Leigh Thompson, a South Carolina physician, took Cipro for 21 days when he came down with an infection in Cambodia that he couldn't diagnose with certainty. He took 500-mg tablets, occasionally twice a day, for 21 days.

His Achilles tendon became painfully inflamed -- damage to weight-bearing joints and tendons is a known side effect of Cipro's class of drugs. In clinical trials, the medicine has caused young dogs to become lame.

"I personally wouldn't take it prophylactically unless I knew I had big-time exposure, not if I had walked through a building where someone saw a white powder," said Thompson.
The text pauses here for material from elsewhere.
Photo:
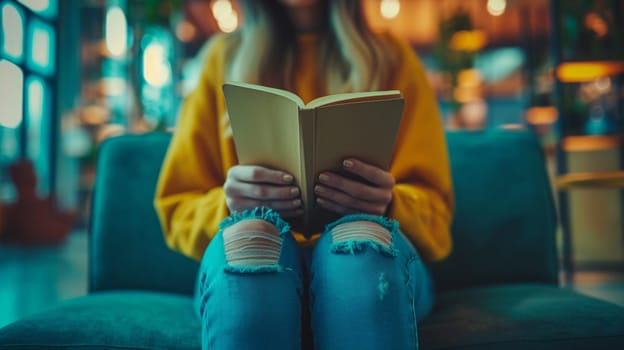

About putting people prophylactically on 500-mg tablets of Cipro, twice a day for 60 days, he said, "God, that would be insane."

The 60-day recommendation, which was made at the FDA meeting in July last year, was among the measures designed for a worst-case scenario, where public health officials feared they would confront the specter of tens of thousands of deaths.

Since no one had a good idea how long anthrax spores could incubate within the body before turning lethal -- the last known outbreak occurred in a remote part of Russia in 1979, where people continued to fall sick weeks after billions of anthrax spores leaked from a Soviet bioweapons facility -- regulators suggested the 60-day regimen.

"The question was, if you've inhaled spores, how long will it be before you can be safely off antibiotics?" asked Janet Woodcock, director of the FDA's Center for Drug Evaluation and Research. "People could develop cases weeks away from their exposure. We felt it was important to put out a definite recommendation. . . . That's where the 60-day course came from. It was a conservative recommendation -- it was intended for the worst-case scenario."

People found to have inhaled a lethal amount of spores should be aggressively treated, said Woodcock: "The problem with the public is they think that if they were nearby, they were exposed."

This week, the agency formally approved the use of penicillin and doxycycline against inhalation anthrax.

Much of the worst-case scenario was laid out in a paper that was published in the Journal of the American Medical Association in 1999, authored by a working group of 21 leading government, military and university scientists.

The authors wrote that "between 130,000 and 3 million deaths would follow the aerosolized release of 100 kg of anthrax spores upwind of the Washington, D.C. area -- lethality matching or exceeding that of a hydrogen bomb."

The scientists recommended starting victims on Cipro because of the reports that Russian scientists had engineered a strain of the anthrax bacterium "to resist the tetracycline (doxycycline) and penicillin classes of antibiotics."

At least one scientist questioned the group's recommendation: In 1992, the man who had been the Soviet Union's top bioweapons scientist defected to the United States and brought with him news that the Russians had strains of anthrax resistant to penicillin, doxycycline -- and Cipro.

Even if U.S. doctors feared that America would be attacked by a virulent Russian strain, Cipro might not have worked any better than penicillin or doxycycline.

If proof was needed that making Cipro-resistant anthrax was possible, scientists said that last year an American lab developed such a strain to find a cure.

"It was considered a pretty big deal to develop antibiotic-resistant strains of anthrax," said Ken Alibek, a former Soviet bioweapons scientist who now runs Hadron Inc., an Alexandria company trying to find cures for anthrax. "We developed resistant strains to penicillin, streptomycin, doxycycline and ciprofloxacin [Cipro] by the late '80s or early '90s."